Backward of crossentropyloss

Hi, this is crossentropyloss

#convert class ID to one hot encoding
one_hot = torch.zeros_like(y_pred)
one_hot[range(y_target.shape[0]), y_target] = 1.0

ce = -one_hot*(y_pred - y_pred.exp().sum(1).log().unsqueeze(1))
result = ce.sum(dim=1).mean()

Can someone help me with making derivative of this with respect to y_pred in python code? I just can not figure it out… What is backward of this losses function?

Thank you for help.

PyTorch will automatically calculate the derivative for you when you do .backward(). But I guess you’re looking for something else?

Hi, i know backward can do it. But iam loking for manually derived function.

I see.

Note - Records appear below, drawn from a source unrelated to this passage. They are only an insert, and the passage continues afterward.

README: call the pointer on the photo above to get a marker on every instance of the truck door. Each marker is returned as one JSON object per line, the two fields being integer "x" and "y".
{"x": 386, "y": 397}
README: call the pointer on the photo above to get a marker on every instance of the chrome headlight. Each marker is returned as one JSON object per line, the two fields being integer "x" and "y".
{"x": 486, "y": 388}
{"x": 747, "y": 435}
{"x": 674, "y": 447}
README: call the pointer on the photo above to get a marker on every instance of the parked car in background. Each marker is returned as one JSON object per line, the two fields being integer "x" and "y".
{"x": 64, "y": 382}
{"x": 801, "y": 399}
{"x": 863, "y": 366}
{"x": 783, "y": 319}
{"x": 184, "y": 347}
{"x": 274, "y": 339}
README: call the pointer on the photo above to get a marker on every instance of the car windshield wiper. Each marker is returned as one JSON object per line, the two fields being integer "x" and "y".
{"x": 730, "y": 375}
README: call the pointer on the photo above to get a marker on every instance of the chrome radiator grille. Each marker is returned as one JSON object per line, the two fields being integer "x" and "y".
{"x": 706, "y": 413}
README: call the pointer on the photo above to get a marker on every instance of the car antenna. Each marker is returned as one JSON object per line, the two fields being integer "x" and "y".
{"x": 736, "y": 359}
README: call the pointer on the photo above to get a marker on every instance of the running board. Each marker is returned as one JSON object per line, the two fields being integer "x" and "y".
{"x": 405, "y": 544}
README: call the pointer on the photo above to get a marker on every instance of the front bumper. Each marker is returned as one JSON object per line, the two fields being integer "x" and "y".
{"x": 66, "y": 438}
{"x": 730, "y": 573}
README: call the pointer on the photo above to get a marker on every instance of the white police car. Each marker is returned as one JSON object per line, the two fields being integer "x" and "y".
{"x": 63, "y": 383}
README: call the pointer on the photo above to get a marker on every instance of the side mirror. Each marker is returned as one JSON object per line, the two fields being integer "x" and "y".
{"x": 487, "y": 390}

It’s probably better to write the equations here in mathematical terms, show us where you get stuck while applying chain rule and we can take it from there.
If you’re having difficulty with CE derivative then you’ll easily find some blogs and stuff talking about it’s derivative like:


Hi thank you, lets think about MSE loss:
This is forward:

((labels - prediction) ** 2).mean()

And this is backward:

N = labels.shape[0]
first_grad = -2*(labels - prediction) / N

First grad is then used to backpropagate next layer and get gradients of weights and bias.

The question is how to do the same with cross entropy loss?
This is forward of it:

ce = -labels*(y_pred - y_pred.exp().sum(1).log().unsqueeze(1))
result = ce.sum(dim=1).mean()

How to do backward from this?

I’m not sure if your implementation of CE loss is correct. You need to multiply y_pred with the one-hot encoding before taking the sum. Check the definition (eq. 1) of CE here: Cross entropy - Wikipedia or here Loss Functions — ML Glossary documentation

You can also call PyTorch’s CE loss function and ensure that you’re getting the same result via your code and PyTorch’s implementation.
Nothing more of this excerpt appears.